High-level changes from IDNA2003 in the "current
work"
John C Klensin
klensin at jck.com
Fri Mar 7 15:51:50 CET 2008
--On Thursday, 06 March, 2008 15:02 -0800 Paul Hoffman
<phoffman at imc.org> wrote:
> Hi again. It would be useful for those coming in late to have
> a summary of what changes are embodied in the current set of
> documents. Here's my first take on such a list. If people like
> this format, it could be used as the beginning of an outline
> for the BoF/WG.
Paul, I think you have stated some of these goals a little more
narrowly than is intended. I'll try to summarize below, but
strongly suggest that people read both the drafts and RFC 4690
before the BOF.
> a) Update base character set from Unicode 3.2 to Unicode 5.0
> or 5.1
Actually, the goal is to make the revised standard Unicode
version-agnostic. Getting to 5.0 or 5.1 is a consequence of
that approach. The underlying issue is discussed in Sections 3
and 5.2 of RFC 4690 (although, if those section were written
today, I believe it might differ in some details).
> b) Disallow most symbol characters
It is better to describe this as "disallow most characters that
are not letters or digits". See section 5.1 of RFC 4690.
> c) Remove the mapping and normalization steps from the
> protocol and have them instead done by the applications
> themselves, possibly in a local fashion, before invoking the
> protocol
yes, but see forthcoming response to James (in a separate
thread).
> d) Change the way that the protocol specifies which characters
> are allowed in labels from "humans decide what the table of
> codepoints contains" to "decision about codepoints are based
> on Unicode properties plus a small exclusion list created by
> humans"
I'm not sure I know how to express this better, but note that
what the issue is about may seem to change a great deal based on
how one states it. While I've had some serious disagreements
with some active participants in the development of Unicode, I
have never had reason to believe that any member of the Unicode
Technical Committee (UTC) is non-human. Given that the Unicode
properties are created by humans, the distinction that the
statement above seems to make is not really a distinction.

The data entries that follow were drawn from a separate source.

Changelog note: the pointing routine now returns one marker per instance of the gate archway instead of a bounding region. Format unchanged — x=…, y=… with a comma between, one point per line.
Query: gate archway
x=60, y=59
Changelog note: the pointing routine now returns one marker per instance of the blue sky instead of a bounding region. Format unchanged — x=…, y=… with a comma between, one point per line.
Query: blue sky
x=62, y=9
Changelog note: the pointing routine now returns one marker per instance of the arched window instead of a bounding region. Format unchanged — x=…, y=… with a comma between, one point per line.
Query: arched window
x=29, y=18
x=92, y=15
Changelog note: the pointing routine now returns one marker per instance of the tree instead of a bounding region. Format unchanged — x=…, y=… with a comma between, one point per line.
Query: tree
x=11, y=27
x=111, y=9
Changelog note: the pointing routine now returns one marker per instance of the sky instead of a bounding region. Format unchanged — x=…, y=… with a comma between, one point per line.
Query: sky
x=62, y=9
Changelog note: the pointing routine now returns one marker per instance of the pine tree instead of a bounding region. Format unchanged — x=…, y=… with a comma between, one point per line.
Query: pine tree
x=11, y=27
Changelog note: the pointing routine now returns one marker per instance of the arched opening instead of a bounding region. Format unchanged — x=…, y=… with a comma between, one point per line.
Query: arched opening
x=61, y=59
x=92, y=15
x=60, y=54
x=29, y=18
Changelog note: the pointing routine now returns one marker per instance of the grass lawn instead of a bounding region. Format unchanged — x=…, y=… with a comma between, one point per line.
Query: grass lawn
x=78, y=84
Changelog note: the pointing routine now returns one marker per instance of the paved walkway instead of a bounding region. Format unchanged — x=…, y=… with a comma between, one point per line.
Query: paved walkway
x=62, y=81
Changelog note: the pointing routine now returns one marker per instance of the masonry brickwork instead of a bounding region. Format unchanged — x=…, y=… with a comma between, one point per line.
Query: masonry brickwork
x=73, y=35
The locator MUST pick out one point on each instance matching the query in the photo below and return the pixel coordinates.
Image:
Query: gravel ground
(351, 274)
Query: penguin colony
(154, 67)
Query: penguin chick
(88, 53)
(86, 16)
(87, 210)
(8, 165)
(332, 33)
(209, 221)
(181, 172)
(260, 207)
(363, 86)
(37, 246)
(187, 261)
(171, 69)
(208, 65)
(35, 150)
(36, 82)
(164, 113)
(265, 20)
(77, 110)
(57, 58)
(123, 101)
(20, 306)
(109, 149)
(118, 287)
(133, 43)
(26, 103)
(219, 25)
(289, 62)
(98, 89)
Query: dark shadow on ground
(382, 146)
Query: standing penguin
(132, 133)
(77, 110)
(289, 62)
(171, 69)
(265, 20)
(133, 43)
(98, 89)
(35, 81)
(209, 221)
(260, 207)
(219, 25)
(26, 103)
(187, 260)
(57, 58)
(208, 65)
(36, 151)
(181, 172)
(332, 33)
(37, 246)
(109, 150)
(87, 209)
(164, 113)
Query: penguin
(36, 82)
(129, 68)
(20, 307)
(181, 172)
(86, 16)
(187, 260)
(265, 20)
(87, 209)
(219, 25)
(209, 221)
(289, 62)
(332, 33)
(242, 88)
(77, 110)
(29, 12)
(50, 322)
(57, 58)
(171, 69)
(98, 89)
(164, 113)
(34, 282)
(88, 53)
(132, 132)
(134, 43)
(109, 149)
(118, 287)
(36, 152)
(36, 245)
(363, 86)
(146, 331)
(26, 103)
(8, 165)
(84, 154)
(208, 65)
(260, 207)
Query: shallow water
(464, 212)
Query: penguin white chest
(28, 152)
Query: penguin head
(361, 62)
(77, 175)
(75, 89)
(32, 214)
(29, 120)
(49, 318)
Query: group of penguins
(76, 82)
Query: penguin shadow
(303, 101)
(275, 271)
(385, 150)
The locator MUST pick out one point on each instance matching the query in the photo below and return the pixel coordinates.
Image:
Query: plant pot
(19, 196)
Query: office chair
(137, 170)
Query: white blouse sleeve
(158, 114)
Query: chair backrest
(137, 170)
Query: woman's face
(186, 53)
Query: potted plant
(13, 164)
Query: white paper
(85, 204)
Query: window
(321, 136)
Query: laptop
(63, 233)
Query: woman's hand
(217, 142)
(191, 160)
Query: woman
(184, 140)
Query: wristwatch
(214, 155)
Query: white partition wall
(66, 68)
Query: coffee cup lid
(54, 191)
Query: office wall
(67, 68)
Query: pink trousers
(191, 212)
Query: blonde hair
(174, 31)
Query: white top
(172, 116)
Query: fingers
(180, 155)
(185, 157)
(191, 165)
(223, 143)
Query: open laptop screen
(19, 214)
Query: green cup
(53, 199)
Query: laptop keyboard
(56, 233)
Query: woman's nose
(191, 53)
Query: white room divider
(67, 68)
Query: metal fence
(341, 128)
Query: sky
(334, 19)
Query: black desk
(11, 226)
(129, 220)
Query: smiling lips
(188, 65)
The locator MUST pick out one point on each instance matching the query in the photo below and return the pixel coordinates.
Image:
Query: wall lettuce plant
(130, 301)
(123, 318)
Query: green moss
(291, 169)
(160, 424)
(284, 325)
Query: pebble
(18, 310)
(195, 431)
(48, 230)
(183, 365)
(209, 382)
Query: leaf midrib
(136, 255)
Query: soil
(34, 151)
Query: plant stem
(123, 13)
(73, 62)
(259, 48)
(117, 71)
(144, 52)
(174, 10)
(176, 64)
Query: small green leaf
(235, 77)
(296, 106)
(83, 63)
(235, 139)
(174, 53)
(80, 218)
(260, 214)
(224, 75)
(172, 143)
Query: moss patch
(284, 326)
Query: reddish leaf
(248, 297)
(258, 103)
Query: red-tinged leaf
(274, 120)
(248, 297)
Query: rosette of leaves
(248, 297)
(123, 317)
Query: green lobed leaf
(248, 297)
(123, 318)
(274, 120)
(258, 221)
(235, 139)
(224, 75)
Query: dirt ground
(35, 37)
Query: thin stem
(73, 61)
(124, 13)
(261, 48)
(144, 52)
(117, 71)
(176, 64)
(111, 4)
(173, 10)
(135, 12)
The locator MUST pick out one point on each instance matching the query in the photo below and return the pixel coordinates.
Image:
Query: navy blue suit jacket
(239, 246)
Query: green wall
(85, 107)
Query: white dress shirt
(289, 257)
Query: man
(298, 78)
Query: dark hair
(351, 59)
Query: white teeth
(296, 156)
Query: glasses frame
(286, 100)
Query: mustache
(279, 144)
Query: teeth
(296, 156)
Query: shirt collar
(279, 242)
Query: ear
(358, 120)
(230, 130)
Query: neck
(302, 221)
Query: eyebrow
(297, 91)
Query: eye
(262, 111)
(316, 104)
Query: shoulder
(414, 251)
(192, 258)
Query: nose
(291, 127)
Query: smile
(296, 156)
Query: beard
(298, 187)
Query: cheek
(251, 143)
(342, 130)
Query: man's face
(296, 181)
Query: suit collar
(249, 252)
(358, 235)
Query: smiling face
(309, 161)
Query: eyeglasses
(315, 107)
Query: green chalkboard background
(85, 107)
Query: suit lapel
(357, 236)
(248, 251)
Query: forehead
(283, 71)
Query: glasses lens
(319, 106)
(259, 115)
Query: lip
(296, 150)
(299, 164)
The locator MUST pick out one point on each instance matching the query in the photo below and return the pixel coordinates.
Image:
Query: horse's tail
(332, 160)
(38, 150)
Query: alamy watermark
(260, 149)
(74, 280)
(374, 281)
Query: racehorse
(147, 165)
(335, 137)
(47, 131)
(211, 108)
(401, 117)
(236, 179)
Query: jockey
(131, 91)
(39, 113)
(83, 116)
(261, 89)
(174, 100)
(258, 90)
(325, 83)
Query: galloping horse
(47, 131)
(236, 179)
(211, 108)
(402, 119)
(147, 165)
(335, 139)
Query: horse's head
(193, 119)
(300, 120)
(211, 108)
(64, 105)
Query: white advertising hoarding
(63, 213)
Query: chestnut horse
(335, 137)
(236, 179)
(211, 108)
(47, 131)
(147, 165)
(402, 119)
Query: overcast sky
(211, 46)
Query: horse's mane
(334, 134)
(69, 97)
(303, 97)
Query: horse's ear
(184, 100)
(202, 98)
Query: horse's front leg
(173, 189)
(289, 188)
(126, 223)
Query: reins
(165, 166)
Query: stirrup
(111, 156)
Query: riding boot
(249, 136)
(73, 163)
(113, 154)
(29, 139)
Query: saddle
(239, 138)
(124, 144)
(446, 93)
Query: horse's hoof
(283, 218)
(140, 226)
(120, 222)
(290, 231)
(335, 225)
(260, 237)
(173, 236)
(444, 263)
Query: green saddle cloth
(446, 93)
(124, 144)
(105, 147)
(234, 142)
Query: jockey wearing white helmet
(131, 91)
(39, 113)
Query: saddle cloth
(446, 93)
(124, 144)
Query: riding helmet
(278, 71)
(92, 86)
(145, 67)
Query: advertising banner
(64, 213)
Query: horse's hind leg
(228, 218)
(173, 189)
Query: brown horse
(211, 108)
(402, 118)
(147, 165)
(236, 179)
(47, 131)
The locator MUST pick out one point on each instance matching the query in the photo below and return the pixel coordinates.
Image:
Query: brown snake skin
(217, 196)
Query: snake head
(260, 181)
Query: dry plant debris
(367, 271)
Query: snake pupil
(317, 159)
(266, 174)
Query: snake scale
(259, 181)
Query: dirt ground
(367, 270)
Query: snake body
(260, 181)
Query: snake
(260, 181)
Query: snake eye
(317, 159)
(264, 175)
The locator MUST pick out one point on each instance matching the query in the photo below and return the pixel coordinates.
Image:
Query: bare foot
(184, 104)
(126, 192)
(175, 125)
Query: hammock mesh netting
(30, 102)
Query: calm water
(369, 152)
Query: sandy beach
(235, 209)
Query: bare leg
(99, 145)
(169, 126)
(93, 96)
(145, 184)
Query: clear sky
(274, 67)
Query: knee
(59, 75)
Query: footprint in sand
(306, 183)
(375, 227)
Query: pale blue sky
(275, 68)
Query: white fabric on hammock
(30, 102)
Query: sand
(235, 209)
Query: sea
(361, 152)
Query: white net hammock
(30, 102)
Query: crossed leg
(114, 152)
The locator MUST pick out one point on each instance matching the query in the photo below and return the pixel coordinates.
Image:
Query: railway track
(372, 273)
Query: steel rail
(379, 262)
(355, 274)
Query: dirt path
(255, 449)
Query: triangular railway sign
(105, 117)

It seems to me that there are two underlying questions. One is
where the locus of decision-making lies and about the units in
which decisions are made. I think we still agree that the IETF
is not the right place to try to construct a consensus table on
a character-by-character basis. The other is a question of how
the conclusions are expressed, a question described in the
proposed documents as whether the tables are normative or the
rules that generate them are. That question is somewhat
intertwined with (a), above: if the standard is going to be
Unicode-version-agnostic, then having the IETF adopt a new
standard and new tables for each new version of Unicode (or to
try to freeze things and not move forward... again see RFC 4690
for a discussion of this) is pretty much a contradiction.
> e) Allowing typical words and names in languages such as
> Dhivehi and Yiddish to be expressed
> f) Make bidirectional domain names (delimited strings of
> labels, not just labels standing on their own) display in a
> non-surprising fashion
>
> g) Make bidirectional domain names in a paragraph display in a
> non-surprising fashion
>
> Is the list a fair categorization? Should more items be added?
> Should some items be removed?
I think others have discussed the bidi-related issues, but it is
probably at least worth noting, for the benefit of new arrivals,
that all of (e)-(g), or any reasonable reformulation of them,
are issues with right-to-left writing systems only.
I would add two more...
(h) Introduce the new concept of characters that can be used
only in specific contexts.
This is driven primarily by the need to permit the use
of previously-prohibited (for the obvious specific case,
mapped-to-nothing) joining characters where they are
necessary to preserve information in scripts because of
Unicode character shaping and presentation rules. By
means of explanation, rather than trying to go into the
details, this is a particular problem for word formation
and use with several scripts used in the Indian
Subcontinent and nearby areas. For those scripts, it is
claimed that mapping the zero-width joiners and
non-joiners to nothing loses too much information to be
appropriate (as well as creating some serious problems
with "meaning" when ToUnicode(ToASCII(string)) is
applied). There are some separate questions (still
being discussed) about the use of the same or similar
characters as virtual word-separators in other scripts.
(i) Explicitly separate the definitions for the "registration"
and "lookup" activities and introduce explicit rules for
validation of IDN strings before DNS lookup.
IDNA2003, whether explicitly intended or not, has the
effect of putting almost all responsibility for
conformance on the registration process. If something
can be registered, even in violation of the standard, it
will be looked up. It appears that some registries
have deliberately violated the registration rules to
make things consistent with their beliefs about correct
local conventions. Some of these violations are
harmless except that, for some of them, some
applications will find the names on lookup and others
will not. Others could create significant risks. The
proposed documents attempt to identify the latter cases
and prohibit the strings even being looked up in the
DNS, creating an "even if you register that, the lookups
will almost always fail" situation for rogue registries.